Tying my self-worth to employment wasn’t the best thing to do.
The firings destroyed my self-worth. That was the worst thing I allowed to happen. I didn’t understand or believe the talk about reframing. Controlling my thoughts and how I talked to myself if you tried to tell me about it I would have thought you were nuts.
I’m sixty-five years old and disabled. I bought into reframing and controlling my thoughts and it changed my life. It started when I took an online creative Writing Course. It continued when I started writing on Medium.com.

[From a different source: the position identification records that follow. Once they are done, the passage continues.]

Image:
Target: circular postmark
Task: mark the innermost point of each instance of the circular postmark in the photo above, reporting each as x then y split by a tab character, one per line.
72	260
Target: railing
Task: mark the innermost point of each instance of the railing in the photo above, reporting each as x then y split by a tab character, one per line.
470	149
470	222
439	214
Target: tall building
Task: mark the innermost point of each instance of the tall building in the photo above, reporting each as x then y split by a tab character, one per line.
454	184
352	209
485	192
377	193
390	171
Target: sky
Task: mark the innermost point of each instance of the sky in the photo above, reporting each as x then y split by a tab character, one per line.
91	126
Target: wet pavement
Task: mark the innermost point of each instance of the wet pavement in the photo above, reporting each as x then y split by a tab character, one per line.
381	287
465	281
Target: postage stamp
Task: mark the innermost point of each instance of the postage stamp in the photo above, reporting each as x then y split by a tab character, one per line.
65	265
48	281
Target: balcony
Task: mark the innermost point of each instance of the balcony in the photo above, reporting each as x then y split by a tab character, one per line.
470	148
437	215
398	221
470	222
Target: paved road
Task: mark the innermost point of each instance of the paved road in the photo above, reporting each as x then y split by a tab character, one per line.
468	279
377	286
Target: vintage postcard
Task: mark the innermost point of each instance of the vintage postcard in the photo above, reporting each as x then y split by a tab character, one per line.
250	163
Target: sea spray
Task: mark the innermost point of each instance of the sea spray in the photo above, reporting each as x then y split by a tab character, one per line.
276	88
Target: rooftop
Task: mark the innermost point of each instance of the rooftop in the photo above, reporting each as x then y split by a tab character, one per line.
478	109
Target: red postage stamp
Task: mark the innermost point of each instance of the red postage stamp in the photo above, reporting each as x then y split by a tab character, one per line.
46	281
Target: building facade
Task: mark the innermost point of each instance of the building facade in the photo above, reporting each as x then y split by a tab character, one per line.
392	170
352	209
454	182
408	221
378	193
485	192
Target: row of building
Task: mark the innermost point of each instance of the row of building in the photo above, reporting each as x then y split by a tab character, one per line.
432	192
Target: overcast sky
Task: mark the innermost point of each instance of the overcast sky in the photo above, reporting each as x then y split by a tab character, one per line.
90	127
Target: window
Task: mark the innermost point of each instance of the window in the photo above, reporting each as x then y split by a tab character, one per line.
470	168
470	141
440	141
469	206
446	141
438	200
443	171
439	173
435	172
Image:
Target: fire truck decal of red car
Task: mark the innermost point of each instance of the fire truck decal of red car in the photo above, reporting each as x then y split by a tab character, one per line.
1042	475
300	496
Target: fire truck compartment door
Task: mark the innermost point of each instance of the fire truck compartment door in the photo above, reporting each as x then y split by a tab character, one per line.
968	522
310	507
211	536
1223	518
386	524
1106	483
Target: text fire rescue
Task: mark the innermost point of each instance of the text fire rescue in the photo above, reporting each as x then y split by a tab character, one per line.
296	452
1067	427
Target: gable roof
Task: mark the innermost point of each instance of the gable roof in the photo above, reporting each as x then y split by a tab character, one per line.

What you say to yourself matters
The third thing I did was I began calling myself a writer. I’m not a “Wannabe Writer” I’m not an “Aspiring Writer,” I’m a Writer. Once I started telling myself that, my writing improved. My Medium earnings increased. The next thing I knew I had a successful YouTube Channel.
Failure is not a loss of hopes and dreams. It’s a sign that you have to make changes. All my failures, the job losses, the eviction, and the three years of homelessness were lessons.
You have to own your mistakes and accept the lessons
They were all my fault, there’s no doubt about it. I learned that I’m not cut out for most jobs. I learned I need help with finances and I learned I need a wife to keep me straight.
Our rockets will explode mid-flight or on the launchpad. we need to be pragmatic and analytical. Examine the situation and reverse engineer the problem.
Final Thought:
We can learn so much and build a growth mindset. Elon Musk has a shot at going to Mars. How high will we go if we embrace a growth mindset and not let failure defeat us?